Table 21.2 Mean values (and standard deviation) of the micro-Vickers hardness and the bonding strength (n = 10)

The color difference results of the TiO2-HA layers are shown in Tables 21.3 and 21.4. Between conditions (1) and (2), the L * color parameter significantly increased, the b * color parameter significantly decreased, and the a * parameter was not changed. These results indicate that the created TiO2-HA layers brightened the color of the specimens; their color became slightly bluer. According to the study of evaluation of whitening effects in vitro, whitening occurs mainly by increasing the L * parameter (higher L *), reducing the yellowness (lower b *), and, to a lesser extent, reducing the redness (lower a *) [5, 31]. In addition, subjective responses to whiteness improvement are significantly correlated with changes in the b * parameter, and the yellow-blue shift is of primary perceptual importance in tooth-whitening procedures [4]. The reason for the observed color change might be related to selective absorption and reflection of incident light by the TiO2 particles [21]. From the data of L *, a *, and b * color parameters, the calculated total color difference ⊿E, which evaluates the degree of whitening, was approximately 6.7 units. Several reports have been published about the threshold levels of total color difference that can be visually perceived [22, 32]. According to a study on intraoral determination of acceptability and perceptibility tolerances for shade mismatch, the color difference in the test denture which 50 % of dentists could perceive was 2.6 units, while the value at which 50 % of dentists would remake due to color mismatch was 5.5 units [32]. This indicates that although the present TiO2-HA layers significantly whitened the enamel substrates beyond the perceptible threshold level, their color was mismatched with the optical properties of natural teeth.

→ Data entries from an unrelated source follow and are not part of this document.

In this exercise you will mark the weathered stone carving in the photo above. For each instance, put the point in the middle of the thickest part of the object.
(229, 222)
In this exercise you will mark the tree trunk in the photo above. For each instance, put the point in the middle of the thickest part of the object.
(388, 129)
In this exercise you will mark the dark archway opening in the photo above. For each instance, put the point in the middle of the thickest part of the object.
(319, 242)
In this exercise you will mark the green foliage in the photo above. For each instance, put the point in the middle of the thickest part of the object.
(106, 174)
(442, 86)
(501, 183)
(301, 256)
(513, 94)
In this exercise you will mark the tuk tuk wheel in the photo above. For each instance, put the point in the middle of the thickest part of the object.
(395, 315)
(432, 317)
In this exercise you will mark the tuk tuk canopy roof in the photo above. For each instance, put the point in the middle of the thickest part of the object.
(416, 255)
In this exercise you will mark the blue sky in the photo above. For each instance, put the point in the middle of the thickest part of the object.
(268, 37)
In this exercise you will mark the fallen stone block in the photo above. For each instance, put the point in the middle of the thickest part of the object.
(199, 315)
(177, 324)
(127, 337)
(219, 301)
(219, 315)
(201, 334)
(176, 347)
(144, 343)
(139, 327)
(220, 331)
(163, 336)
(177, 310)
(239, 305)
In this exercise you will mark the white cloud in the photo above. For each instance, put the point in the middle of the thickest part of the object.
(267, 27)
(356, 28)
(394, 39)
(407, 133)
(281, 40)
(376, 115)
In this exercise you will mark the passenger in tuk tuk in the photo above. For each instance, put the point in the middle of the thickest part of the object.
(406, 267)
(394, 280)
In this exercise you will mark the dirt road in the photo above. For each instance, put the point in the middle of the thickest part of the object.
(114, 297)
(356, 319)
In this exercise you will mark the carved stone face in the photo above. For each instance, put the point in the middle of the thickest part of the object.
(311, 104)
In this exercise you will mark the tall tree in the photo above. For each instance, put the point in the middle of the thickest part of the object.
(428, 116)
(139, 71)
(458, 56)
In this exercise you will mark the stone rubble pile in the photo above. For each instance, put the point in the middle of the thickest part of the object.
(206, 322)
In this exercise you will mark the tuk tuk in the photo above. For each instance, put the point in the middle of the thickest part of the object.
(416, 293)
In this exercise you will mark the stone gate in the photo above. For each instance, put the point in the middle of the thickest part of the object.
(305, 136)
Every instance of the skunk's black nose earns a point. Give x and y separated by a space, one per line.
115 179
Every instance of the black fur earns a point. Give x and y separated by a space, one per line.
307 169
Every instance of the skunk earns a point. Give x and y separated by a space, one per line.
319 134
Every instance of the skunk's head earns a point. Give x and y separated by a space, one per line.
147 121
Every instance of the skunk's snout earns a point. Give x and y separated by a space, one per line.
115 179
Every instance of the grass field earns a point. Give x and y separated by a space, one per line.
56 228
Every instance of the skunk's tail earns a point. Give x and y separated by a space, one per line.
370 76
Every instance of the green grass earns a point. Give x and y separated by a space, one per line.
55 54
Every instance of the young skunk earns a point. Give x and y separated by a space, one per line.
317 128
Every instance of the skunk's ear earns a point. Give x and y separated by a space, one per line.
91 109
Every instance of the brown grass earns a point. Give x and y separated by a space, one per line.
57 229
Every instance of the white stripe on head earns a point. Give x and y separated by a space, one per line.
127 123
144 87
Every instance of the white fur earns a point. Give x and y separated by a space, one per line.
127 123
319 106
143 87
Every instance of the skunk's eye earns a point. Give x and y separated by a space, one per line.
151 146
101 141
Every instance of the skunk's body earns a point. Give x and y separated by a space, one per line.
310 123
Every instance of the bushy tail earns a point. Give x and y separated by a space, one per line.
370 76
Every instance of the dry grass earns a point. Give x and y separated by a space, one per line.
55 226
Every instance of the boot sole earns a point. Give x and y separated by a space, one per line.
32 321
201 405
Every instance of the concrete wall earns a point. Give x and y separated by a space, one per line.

Table 21.3 Mean values (and standard deviation) of CIE L*, a*, b* color parameters for the TiO2-HA layers (n = 5)
Table 21.4 Mean values (and standard deviation) for color difference ⊿E* of the TiO2-HA layers (n = 5)

In conclusion, the new handpiece-type PJD device could create a thick HA and TiO2-HA layer on human enamel substrate, and these layers created demonstrated and maintained excellent microstructural and mechanical properties comparable to those of HA layers in our first previous study even after thermal cycling, which simulated the oral environment. Furthermore, it was confirmed that TiO2-HA layers could whiten the tooth surface and showed high color stability. However, we found that the whiteness of the layers mismatched the natural tooth color to too great an extent, suggesting that adjustment of the HA-TiO2 particles’ TiO2 content may be necessary to match the natural tooth color. Stated further, if the creation of layers can be adjusted to match the color which patients desires, this raises the possibility that creation TiO2-HA layers by the PJD process may be used clinically as a new treatment for tooth discoloration. Our future research will assess whether layers demonstrating excellent material properties can be created using particles prepared by adjusting the TiO2 concentration.

7 Conclusion

It was concluded that the new handpiece-type PJD process could create thick HA and TiO2-HA layers on enamel substrates, and these layers demonstrated excellent microstructural and mechanical properties comparable to those of HA layers created by the initial developmental PJD device, even after thermal-cycling procedure. Furthermore, TiO2-HA layers could whiten the tooth color and showed high color stability. Creation of TiO2-HA layers by the PJD process might be a valuable new treatment for discolored teeth.